Denn die Verschärfung des § 113 StGB steht nicht für sich allein. Seit Jahren werden demokratische und soziale Rechte abgebaut – nicht nur in Deutschland. Zu nennen sind hier die EU-Agenda 2010 mit den daraus resultierenden Hartz-Gesetzen, die hierauf aufbauende EU-Agenda 2020 und das ihrer Logik folgende „Tarifeinheitsgesetz“. Und die Ausweitung von Überwachung und anderen Maßnahmen, die angeblich dem Schutz vor Terror dienen, in Wirklichkeit aber lediglich unsere Grundrechte einschränken.

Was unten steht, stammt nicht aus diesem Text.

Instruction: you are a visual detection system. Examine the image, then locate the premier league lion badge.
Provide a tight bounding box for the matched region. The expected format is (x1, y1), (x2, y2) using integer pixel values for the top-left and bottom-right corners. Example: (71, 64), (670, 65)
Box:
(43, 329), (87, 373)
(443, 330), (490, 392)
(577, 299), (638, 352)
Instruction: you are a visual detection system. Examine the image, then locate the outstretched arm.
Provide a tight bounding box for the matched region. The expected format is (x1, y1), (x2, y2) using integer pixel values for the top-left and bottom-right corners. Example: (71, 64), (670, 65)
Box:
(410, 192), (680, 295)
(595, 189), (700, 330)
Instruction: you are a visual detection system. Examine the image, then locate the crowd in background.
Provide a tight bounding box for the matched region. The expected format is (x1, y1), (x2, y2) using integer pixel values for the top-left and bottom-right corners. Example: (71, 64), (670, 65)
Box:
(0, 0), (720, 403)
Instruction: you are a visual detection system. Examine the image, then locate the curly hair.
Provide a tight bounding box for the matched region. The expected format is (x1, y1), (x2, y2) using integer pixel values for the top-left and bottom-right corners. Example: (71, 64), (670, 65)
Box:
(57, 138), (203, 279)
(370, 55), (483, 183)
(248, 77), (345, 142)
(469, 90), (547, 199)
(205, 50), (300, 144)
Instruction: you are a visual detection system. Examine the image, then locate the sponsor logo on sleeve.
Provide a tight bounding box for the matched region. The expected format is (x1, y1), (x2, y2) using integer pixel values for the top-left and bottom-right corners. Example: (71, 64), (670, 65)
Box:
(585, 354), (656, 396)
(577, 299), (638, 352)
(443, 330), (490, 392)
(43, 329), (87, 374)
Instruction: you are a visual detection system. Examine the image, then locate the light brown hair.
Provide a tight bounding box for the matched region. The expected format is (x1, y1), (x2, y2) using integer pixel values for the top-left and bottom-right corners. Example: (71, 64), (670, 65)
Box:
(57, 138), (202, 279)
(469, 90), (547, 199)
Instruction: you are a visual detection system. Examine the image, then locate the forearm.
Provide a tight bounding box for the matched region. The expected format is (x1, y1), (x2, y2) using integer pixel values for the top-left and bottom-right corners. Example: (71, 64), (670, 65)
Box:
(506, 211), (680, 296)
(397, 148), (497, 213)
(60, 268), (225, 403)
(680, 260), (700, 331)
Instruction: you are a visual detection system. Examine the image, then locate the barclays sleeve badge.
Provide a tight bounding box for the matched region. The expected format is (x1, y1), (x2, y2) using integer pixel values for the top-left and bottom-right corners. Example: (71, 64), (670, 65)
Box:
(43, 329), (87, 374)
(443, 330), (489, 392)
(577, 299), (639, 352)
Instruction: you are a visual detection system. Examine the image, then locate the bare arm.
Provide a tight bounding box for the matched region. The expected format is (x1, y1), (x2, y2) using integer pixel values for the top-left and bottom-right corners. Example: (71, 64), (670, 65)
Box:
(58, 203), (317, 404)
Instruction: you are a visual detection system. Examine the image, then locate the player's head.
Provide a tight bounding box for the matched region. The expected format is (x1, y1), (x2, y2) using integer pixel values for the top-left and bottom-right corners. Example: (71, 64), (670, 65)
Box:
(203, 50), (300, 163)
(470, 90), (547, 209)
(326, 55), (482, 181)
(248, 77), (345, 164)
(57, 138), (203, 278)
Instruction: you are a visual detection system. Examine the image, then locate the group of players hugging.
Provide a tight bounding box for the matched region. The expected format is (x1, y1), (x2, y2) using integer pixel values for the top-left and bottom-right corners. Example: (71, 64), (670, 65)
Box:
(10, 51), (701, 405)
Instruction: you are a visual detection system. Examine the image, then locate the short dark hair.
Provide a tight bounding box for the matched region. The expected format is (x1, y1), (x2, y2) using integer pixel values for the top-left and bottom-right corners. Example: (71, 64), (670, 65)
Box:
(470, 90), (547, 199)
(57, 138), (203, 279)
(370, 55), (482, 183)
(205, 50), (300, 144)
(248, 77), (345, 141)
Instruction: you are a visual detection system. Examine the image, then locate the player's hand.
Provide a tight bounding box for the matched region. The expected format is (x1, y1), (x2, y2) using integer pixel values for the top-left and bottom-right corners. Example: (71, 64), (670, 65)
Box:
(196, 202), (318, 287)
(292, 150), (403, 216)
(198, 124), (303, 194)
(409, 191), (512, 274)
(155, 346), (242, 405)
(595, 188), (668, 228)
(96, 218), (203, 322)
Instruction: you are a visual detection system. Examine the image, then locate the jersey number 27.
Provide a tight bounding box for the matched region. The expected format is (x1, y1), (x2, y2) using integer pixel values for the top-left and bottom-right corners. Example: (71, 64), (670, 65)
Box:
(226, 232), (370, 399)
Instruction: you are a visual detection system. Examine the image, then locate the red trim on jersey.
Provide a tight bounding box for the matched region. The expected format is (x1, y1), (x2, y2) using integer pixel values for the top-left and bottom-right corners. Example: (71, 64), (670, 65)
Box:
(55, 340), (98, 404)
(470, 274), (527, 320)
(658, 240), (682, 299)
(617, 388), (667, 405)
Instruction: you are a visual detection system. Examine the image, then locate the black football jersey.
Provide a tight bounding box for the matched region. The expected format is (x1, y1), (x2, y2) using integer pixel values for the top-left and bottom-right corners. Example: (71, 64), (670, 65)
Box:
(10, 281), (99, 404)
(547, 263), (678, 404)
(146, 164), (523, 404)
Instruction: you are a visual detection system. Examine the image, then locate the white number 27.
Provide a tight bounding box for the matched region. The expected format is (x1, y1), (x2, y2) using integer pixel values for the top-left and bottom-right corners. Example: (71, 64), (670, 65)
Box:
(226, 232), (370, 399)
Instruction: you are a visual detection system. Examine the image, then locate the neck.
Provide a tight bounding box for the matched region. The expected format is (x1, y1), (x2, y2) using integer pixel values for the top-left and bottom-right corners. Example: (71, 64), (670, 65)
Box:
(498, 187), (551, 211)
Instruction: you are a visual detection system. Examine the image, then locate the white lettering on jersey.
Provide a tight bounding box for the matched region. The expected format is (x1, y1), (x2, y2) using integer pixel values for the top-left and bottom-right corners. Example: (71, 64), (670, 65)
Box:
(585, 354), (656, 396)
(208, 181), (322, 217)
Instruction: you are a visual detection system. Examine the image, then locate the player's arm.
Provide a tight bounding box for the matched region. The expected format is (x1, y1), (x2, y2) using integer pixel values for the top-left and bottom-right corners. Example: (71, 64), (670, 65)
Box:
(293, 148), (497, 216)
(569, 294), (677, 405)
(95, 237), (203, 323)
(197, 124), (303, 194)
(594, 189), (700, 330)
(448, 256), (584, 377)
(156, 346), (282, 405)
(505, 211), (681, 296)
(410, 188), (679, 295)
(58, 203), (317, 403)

Ein Ende dieses Prozesses ist nicht abzusehen: So plant die CDU/CSU die Ausweitung des Straftatbestandes des Landfriedensbruchs: Nicht nur diejenigen würden sich danach strafbar machen, die selbst aus einer Menge heraus Gewalt ausüben, sondern auch diejenigen, die durch ihre bloße Anwesenheit anderen den Schutz dieser Menge bieten.

Die Initiative „Demonstrationsrecht verteidigen!“ von Gewerkschaften, Migranten- und Bürgerrechtsorganisationen, Journalisten- und Anwaltsverbänden ist eine Antwort auf diese Entwicklung.